Era una voz casi inaudible, como salida de las profundidades de un sepulcro.
También era la primera palabra que Hayward le oía pronunciar.
—¿Cómo? —contestó.
—¿El nombre del conde?
—Thierry de Cahors.
—¿Lo ha visto alguien?
—Eso ya no lo sé.
Como Pendergast volvía a su silencio, la capitana continuó.
—Durante las últimas seis semanas han muerto dos personas vinculadas a la reapertura de la tumba, aunque supuestamente no existe ninguna relación entre sus muertes. El primero era un técnico informático que trabajaba dentro de la tumba. Lo mató su compañero de trabajo. Se volvió loco, lo asesinó, metió sus vísceras en los vasos ceremoniales de al lado y se refugió en los desvanes del museo.

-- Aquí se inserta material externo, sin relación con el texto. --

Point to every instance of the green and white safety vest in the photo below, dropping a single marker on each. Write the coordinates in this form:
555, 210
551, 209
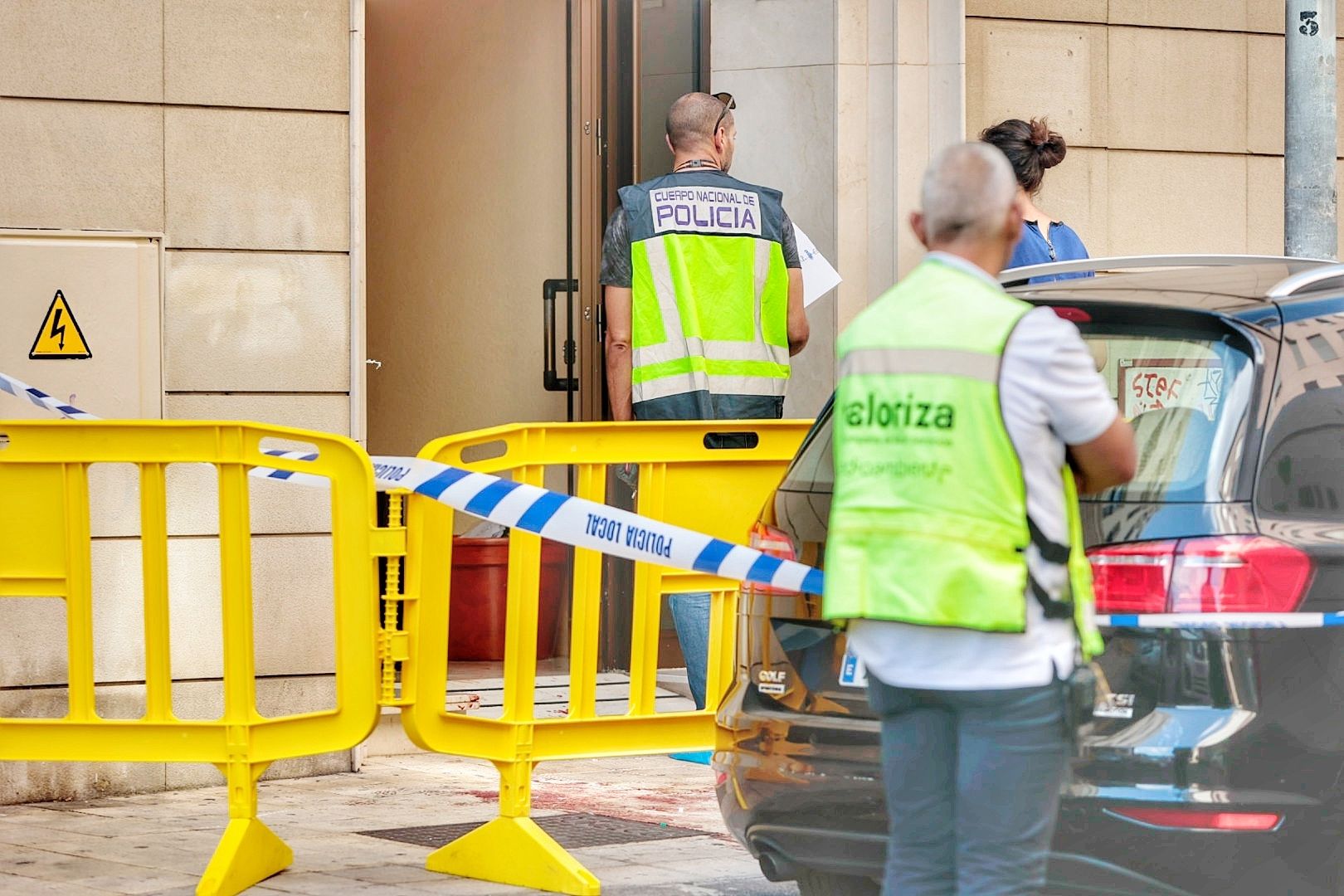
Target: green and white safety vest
929, 522
710, 293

Cuando intentaron capturarlo atacó a un vigilante. El segundo muerto es Wicherly, un conservador británico traído especialmente para comisariar la exposición. Se desquició e intentó estrangular a Nora Kelly. Tú la conoces, ¿verdad, Vincent?
—¿Está bien?
—Sí, perfectamente. De hecho es quien dirige la inauguración de esta noche. Durante la agresión a Kelly un vigilante disparó a Wicherly en un momento de pánico y lo mató. Y ahora viene lo fuerte: según las autopsias, los dos agresores presentaban exactamente las mismas lesiones cerebrales.
D’Agosta miró a Hayward.
—¿Qué?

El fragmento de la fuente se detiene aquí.